I know moving, paying deposits, and buying supplies for my classroom will take a bite out of my savings. I'm also planning to put $5,000 in a Roth asap since this will be the first year I'll have earned income instead of fellowship income. Even after doing that, I'll be left with a substantial amount of money.
There's the dismaying possibility that my astonishingly reliable 1999 Ford Taurus with 111,000 miles on it will need big repairs or even replacement in the next couple of years. In addition, I won't feel comfortable without some reserves for emergencies. The big question is: how big should these reserves be?
My mother told me that she and my father always felt that $10,000 was the minimum they needed, and I've had that in mind as a goal. They arrived at that figure many years ago so inflation is an issue, but they also had a mortgage and two small kids back then.
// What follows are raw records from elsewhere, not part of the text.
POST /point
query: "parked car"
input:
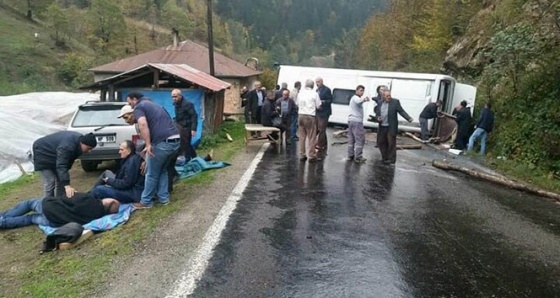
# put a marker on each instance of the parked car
(100, 118)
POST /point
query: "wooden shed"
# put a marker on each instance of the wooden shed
(156, 81)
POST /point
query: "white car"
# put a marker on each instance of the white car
(100, 118)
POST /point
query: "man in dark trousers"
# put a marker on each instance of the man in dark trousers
(162, 139)
(187, 122)
(323, 115)
(243, 95)
(58, 211)
(287, 107)
(429, 112)
(255, 100)
(464, 125)
(54, 155)
(386, 114)
(484, 125)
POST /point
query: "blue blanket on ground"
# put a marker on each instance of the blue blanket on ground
(105, 223)
(196, 165)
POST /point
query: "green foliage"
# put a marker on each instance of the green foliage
(522, 82)
(74, 70)
(234, 129)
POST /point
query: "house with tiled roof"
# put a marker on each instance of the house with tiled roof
(194, 55)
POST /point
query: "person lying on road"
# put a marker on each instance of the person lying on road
(127, 184)
(58, 211)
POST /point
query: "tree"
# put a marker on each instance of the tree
(105, 25)
(57, 20)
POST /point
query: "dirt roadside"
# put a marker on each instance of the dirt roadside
(158, 261)
(150, 265)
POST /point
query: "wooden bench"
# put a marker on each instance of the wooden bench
(249, 128)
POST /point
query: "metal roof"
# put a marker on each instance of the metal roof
(186, 52)
(183, 71)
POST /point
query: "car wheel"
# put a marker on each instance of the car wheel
(89, 165)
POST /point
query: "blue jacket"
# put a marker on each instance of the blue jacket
(325, 95)
(128, 177)
(57, 152)
(486, 120)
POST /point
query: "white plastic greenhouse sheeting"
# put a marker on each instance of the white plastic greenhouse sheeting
(27, 117)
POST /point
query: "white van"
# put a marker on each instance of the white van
(414, 90)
Lately, I've started wondering whether I really need that much on top of the car fund as I'd previously assumed.
Let's say the worst happens and my car requires repairs that cost far, far more than its value and I end up deciding that replacing it is the better option. If I have a grand total of $10,000 in savings, I can get a good newer used car for $6,000 and still have more than three months living expenses in reserve while I begin to build the account back up. That doesn't sound like the height of recklessness, does it?
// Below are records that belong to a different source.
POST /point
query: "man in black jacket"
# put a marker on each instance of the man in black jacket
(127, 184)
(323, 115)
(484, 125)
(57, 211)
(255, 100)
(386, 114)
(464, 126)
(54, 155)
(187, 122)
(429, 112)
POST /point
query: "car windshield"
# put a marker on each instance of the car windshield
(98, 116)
It isn't as though I'd be forgoing the larger emergency fund in favor of lavish meals, shiny baubles, and a great dvd collection. The whole reason for keeping less in an e-fund is to be able to put more toward big, more distant goals like a house and retirement where it makes sense to take a bit more risk and/or sacrifice some liquidity to pursue higher returns. It all makes good sense, but I'm still reluctant to leave behind the security of a huge emergency fund.